Wednesday, November 21, 2007

Houses

I had previously posted a lament, well several actually, about how my spouse views marriage primarily as a vehicle through which to raise kids, build houses and make a life together.

There might be some validity to my spouse's view.

I am not saying that I don't miss all that other great stuff: intimacy, romance, (some) passion. I do. Desperately. I haven't yet figured out if I can live without those.

So what am I saying?

Well first some background. Two rather big things happened today:

First, we closed on a house. I guess it brought home the "intimacy" of building a life together. That reminded me that this is "for real" and we are doing something worthwhile here. It isn't romantic, is isn't passionate, but it is a quiet, calm kind of intimacy. Like sharing something important with a friend, or being an important part of someone's life. Exactly like that actually.

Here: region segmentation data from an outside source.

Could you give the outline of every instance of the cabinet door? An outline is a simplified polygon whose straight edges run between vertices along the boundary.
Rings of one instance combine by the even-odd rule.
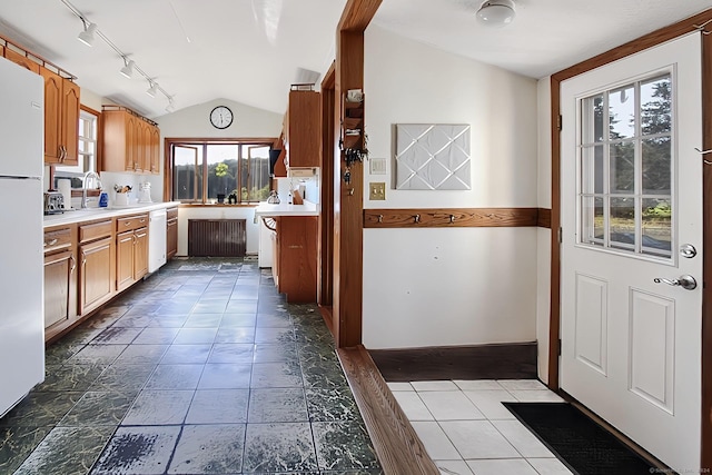
[[[156,126],[151,126],[150,135],[149,155],[151,174],[158,175],[160,174],[160,129]]]
[[[61,103],[61,146],[63,147],[62,165],[79,164],[79,86],[62,80]]]
[[[49,69],[40,68],[44,78],[44,162],[61,164],[62,78]]]
[[[70,305],[75,268],[71,250],[44,256],[44,328],[61,325],[76,316]]]
[[[9,59],[10,61],[20,65],[22,68],[29,69],[30,71],[34,72],[36,75],[40,73],[40,65],[38,65],[37,62],[32,61],[31,59],[29,59],[24,55],[20,55],[19,52],[12,51],[11,49],[7,49],[4,51],[4,57],[7,59]]]
[[[116,237],[116,289],[123,290],[134,284],[134,231]]]
[[[134,280],[148,274],[148,228],[134,231]]]
[[[87,314],[106,301],[113,291],[110,237],[80,246],[79,313]]]
[[[166,221],[166,259],[178,254],[178,219]]]

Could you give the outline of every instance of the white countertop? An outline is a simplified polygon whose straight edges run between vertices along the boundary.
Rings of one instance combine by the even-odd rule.
[[[91,221],[95,219],[112,218],[121,215],[132,215],[136,212],[154,211],[161,208],[172,208],[180,205],[180,201],[167,202],[147,202],[129,206],[115,206],[109,208],[85,208],[78,210],[65,211],[61,215],[46,215],[44,227],[57,225],[71,225],[81,221]]]
[[[266,201],[260,202],[255,208],[256,216],[319,216],[319,208],[312,201],[304,201],[304,205],[271,205]]]

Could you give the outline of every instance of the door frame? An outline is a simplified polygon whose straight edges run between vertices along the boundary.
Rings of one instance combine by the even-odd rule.
[[[558,71],[551,77],[552,140],[552,227],[551,227],[551,300],[548,331],[548,387],[558,390],[558,355],[561,350],[561,82],[575,76],[634,55],[695,30],[704,31],[712,21],[712,9],[678,23],[653,31],[610,51]],[[703,27],[700,27],[703,26]],[[706,26],[712,31],[712,24]],[[712,34],[702,37],[702,85],[712,83]],[[701,146],[712,148],[712,88],[702,88]],[[702,156],[700,157],[702,159]],[[712,168],[703,167],[703,249],[712,249]],[[712,251],[703,254],[702,281],[712,278]],[[702,407],[701,467],[712,467],[712,285],[703,285],[702,294]]]

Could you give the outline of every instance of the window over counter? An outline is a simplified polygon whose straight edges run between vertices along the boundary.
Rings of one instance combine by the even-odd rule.
[[[81,178],[87,171],[97,171],[97,145],[100,113],[81,106],[79,113],[79,164],[55,166],[55,179],[71,178],[72,188],[81,188]],[[57,184],[53,184],[57,188]]]
[[[167,139],[170,199],[192,204],[264,201],[274,139]]]

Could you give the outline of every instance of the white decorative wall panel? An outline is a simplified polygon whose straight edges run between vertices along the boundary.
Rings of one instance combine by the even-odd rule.
[[[609,284],[576,274],[576,359],[606,375]]]
[[[468,190],[469,126],[396,125],[396,188]]]
[[[673,412],[675,303],[631,289],[630,389]]]

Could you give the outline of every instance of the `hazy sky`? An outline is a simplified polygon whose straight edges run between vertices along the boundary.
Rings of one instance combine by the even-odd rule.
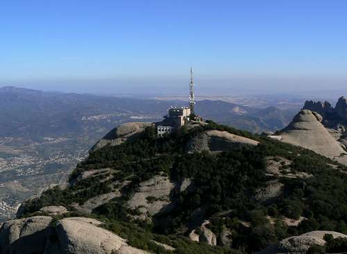
[[[346,0],[2,1],[0,86],[180,92],[193,66],[205,92],[341,90],[346,12]]]

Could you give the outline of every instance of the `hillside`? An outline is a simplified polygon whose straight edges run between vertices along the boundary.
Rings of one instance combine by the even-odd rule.
[[[28,200],[18,217],[53,217],[49,234],[57,235],[60,246],[67,244],[66,237],[73,239],[67,248],[78,248],[78,242],[87,241],[69,230],[75,223],[66,221],[71,217],[97,219],[101,222],[93,225],[117,234],[126,248],[155,253],[253,253],[271,244],[307,250],[312,242],[330,250],[332,243],[344,244],[339,238],[337,243],[310,236],[308,244],[301,245],[301,240],[287,237],[314,230],[347,232],[344,166],[211,121],[188,127],[161,139],[147,127],[120,144],[99,147],[77,166],[67,185]],[[121,137],[117,133],[107,137]],[[31,225],[26,219],[13,221]],[[10,234],[4,231],[9,223],[0,230],[0,239]],[[78,228],[85,228],[79,223]],[[88,230],[92,235],[96,229]],[[58,248],[49,234],[43,246]],[[93,243],[100,248],[99,240]],[[0,244],[3,250],[17,250],[8,242]],[[95,253],[107,253],[103,251]]]
[[[23,200],[65,180],[88,149],[114,126],[160,121],[169,107],[185,103],[1,87],[0,221],[12,217]],[[284,127],[292,115],[276,108],[263,114],[266,108],[221,101],[198,101],[196,108],[203,118],[259,133]],[[273,120],[276,117],[279,120]]]

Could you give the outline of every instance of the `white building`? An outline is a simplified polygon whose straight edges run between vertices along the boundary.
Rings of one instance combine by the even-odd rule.
[[[163,126],[160,125],[157,127],[157,133],[158,137],[162,137],[165,134],[171,133],[171,132],[172,132],[171,126]]]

The second thing that happened is that one of our old neighbors filed suit against my spouse on completely spurious (invented) grounds. I'm biased, but you'll just have to take my word on this. This has been soul-crushingly painful (and expensive) for us and particularly for my spouse. Some people are just horrible. This elicited two reactions in me: first and foremost anger, even hatred I would say. Secondly, feelings of sincere love and caring for my spouse who is one of the nicest, most giving people I know. This view of my spouse is universally held by everyone who knows Pat. This emphasized the point that another part of marriage is supporting and caring for each other, presenting a united front to the world. We have that. We have been through blindingly painful experiences, I am so happy I didn't have to do it alone.

So I was reminded that marriage has many dimensions to it and all are important. At various times in our lives some are more important that others. For me now, for whatever reason, I am craving intimacy/romance/passion. For my spouse, the parent/roommate stuff is paramount. I don't know if this difference is resolvable, survivable even, from the point of view of our marriage, whether it will persist or diminish with time, but I guess I gained a bit of perspective on marriage about things that I might have been overlooking before.

While it is hard for me not to think about the stuff I feel I am missing, I need to remember the stuff I do have and not take it for granted or forget that it too is important.

To the wonderful and maddening complexity of life, love, marriage, raising kids, building houses and being there for each other... cheers.